Myth and the New Universal Language
Let’s step away from the practical for a moment and consider how language empowers us.
If you are reading this, your language is in decay. Words are inherently “low context” compared to spoken language. This means they do not carry meaning as easily. The vocal inflections of your voice, your physical mannerisms, and the speed of your expression, all have an enormous impact on how you are understood by other people. When words are written down, understanding suffers as written words can be easily misunderstood.

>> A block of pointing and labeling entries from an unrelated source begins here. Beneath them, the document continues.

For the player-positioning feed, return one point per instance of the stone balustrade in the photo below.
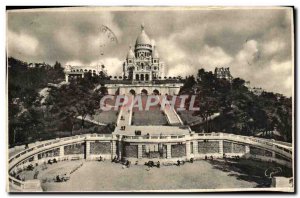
(169, 147)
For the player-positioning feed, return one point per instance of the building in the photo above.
(143, 62)
(79, 71)
(223, 72)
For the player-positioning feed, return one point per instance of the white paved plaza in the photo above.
(107, 176)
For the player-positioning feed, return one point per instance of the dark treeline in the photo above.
(241, 111)
(34, 116)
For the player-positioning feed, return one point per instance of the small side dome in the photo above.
(155, 53)
(130, 53)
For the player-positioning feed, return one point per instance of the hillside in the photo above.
(241, 111)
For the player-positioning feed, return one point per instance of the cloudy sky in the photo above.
(255, 43)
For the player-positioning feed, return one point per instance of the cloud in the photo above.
(22, 44)
(211, 57)
(252, 42)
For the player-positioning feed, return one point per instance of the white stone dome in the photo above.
(130, 53)
(155, 53)
(143, 38)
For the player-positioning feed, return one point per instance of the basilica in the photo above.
(143, 63)
(143, 71)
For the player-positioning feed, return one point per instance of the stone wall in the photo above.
(178, 150)
(74, 149)
(208, 147)
(238, 148)
(261, 152)
(277, 156)
(51, 153)
(227, 147)
(130, 150)
(100, 148)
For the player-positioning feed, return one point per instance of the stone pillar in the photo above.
(195, 147)
(67, 77)
(113, 149)
(221, 147)
(188, 149)
(247, 149)
(61, 151)
(169, 152)
(140, 151)
(87, 150)
(35, 158)
(120, 147)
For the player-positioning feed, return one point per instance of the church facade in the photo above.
(143, 62)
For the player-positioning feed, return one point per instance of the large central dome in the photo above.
(143, 38)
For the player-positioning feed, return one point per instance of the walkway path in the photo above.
(173, 117)
(125, 115)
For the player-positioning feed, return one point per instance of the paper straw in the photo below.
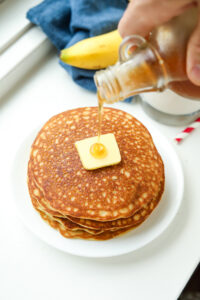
(181, 136)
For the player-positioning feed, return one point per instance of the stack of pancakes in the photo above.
(97, 204)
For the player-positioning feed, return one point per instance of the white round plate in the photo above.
(135, 239)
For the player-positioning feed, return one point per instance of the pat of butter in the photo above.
(89, 162)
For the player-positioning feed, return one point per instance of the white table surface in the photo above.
(30, 269)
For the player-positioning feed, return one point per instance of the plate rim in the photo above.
(92, 254)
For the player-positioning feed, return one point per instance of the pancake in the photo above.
(86, 224)
(103, 195)
(82, 234)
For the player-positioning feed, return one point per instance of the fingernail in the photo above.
(195, 74)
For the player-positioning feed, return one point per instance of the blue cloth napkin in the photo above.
(66, 22)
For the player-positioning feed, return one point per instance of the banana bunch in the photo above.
(93, 53)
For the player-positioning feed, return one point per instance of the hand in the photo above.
(142, 16)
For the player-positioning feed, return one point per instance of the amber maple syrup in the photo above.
(98, 150)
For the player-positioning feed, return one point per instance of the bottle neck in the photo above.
(143, 72)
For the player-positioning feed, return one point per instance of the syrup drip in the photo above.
(98, 150)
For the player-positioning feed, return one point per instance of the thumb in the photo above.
(193, 56)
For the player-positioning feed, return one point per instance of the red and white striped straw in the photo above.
(181, 136)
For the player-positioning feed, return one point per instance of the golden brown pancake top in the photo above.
(104, 194)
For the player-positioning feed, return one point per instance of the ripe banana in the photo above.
(93, 53)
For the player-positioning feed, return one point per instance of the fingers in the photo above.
(193, 56)
(141, 16)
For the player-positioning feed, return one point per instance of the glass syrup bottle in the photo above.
(151, 65)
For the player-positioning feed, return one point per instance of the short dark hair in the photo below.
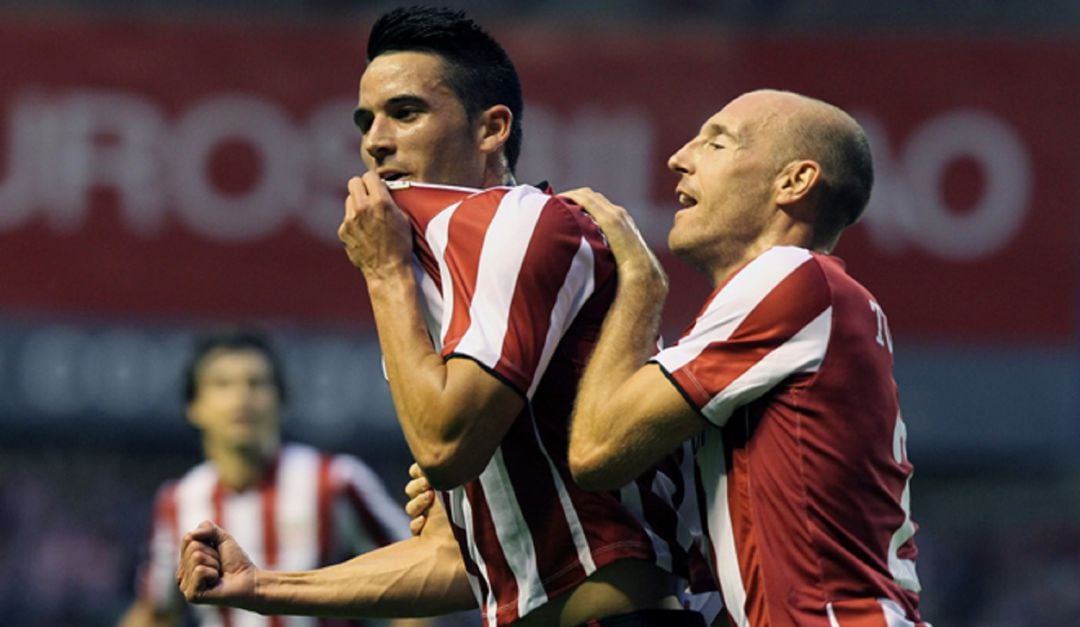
(478, 70)
(848, 174)
(230, 339)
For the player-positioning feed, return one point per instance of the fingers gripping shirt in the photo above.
(805, 481)
(312, 509)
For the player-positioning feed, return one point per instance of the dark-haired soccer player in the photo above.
(511, 284)
(293, 506)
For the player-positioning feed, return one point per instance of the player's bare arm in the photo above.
(626, 414)
(419, 576)
(142, 613)
(454, 413)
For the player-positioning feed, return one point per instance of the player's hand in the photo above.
(214, 570)
(632, 255)
(375, 232)
(420, 499)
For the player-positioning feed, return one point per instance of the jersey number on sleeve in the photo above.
(903, 570)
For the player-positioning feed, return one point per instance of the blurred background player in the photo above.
(293, 506)
(784, 380)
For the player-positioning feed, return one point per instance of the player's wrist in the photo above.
(389, 277)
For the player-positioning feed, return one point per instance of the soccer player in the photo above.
(783, 382)
(293, 506)
(487, 297)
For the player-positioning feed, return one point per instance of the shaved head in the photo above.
(808, 128)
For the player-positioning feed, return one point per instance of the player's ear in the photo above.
(796, 180)
(493, 127)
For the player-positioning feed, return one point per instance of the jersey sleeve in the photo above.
(770, 321)
(365, 517)
(157, 574)
(516, 271)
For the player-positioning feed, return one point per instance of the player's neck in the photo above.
(498, 174)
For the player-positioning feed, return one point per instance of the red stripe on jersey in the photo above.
(420, 204)
(495, 561)
(790, 307)
(552, 247)
(324, 502)
(165, 514)
(375, 529)
(859, 613)
(217, 499)
(745, 537)
(464, 242)
(471, 568)
(269, 498)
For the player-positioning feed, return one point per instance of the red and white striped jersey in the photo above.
(313, 509)
(518, 282)
(805, 473)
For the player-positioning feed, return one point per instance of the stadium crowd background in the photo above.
(166, 166)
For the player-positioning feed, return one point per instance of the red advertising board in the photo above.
(197, 171)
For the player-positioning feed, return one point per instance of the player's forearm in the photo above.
(413, 577)
(602, 414)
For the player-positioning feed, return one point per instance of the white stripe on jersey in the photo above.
(194, 496)
(431, 307)
(630, 495)
(437, 235)
(802, 352)
(577, 532)
(296, 509)
(462, 512)
(892, 613)
(577, 288)
(740, 296)
(513, 533)
(712, 464)
(502, 253)
(348, 471)
(194, 503)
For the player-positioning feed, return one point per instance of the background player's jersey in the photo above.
(312, 510)
(805, 471)
(520, 282)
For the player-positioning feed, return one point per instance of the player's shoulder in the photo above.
(778, 264)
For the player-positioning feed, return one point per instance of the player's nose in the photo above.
(379, 140)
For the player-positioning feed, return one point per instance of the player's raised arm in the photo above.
(419, 576)
(626, 414)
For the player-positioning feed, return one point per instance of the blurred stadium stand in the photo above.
(171, 165)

Even though misunderstandings happen, the written word is far more efficient at communicating quickly and disseminating that information to large numbers of people. Without written words, we could not have courts of law or intrusive national governments. Written words are essential for creating complex bureaucracies.
But even more low context is the image. Images communicate extremely quickly, but without depth. This enables centralized power to control people very effectively. Images delivered through the internet or television are not benign pieces of information, but instructions.
Consider the story of Babylon told in the Book of Genesis. According to the legend, a unified humanity, speaking the same Adamic language, was able to create a structure tall enough to pierce the heavens, the Tower of Babel. Lead by the tyrant Nimrod, a grandson of Noah and a king of Shinar, mankind launched this ambitious project to protect them from God’s floods.
Nimrod is quoted in Isaiah 14:13:
“I shall scale the heavens; higher than the stars of God I shall set my throne. I shall sit on the Mount of Assembly far away to the north. I shall climb high above the clouds, I shall rival the Most High.”
Empowered by a large city and a single language, Nimrod conquer nearby territories and enslaved it’s local population. God, angered by this display, dispersed humanity and gave it many languages, assuring no such power could be reassembled.
When everyone speaks the same language, leaders like Nimrod are able to organize people in the creation of massive construction projects. By dispersing humanity and creating many languages, God made it much more difficult for humans to organize, but if the human race could ever return to a unified language, we could once again become powerful — and potentially enslaved.
Today, the image is the new “global language,” capable of both unifying and enslaving humanity. It has fulfilled the prophecy that one day we would create a new language that could once again ascend to heaven and challenge God. The image is an extension of civilization’s hubris. It does not empower us, but instead enslaves us as we construct new towers to kill God.
Through the image, our rulers have effectively changed our perception of reality to more effectively control us. As community and personal experience breaks down, the individual becomes what Lewis Mumford called the “mass man,” incapable of thinking on his own, utterly dominated by the world he believes to be reality.
Few of us really understand the power of images. Images are literally a new language, universally understood by everyone with little or no education required to understand the message. However, images are very poor at communicating the kind of depth necessary for a democracy. As we transition away from a verbal and print based society, we are slowly losing the ability to resist the image’s powerful messages. Indeed, Obama’s unquestioned popularity is evidence we are nearly there.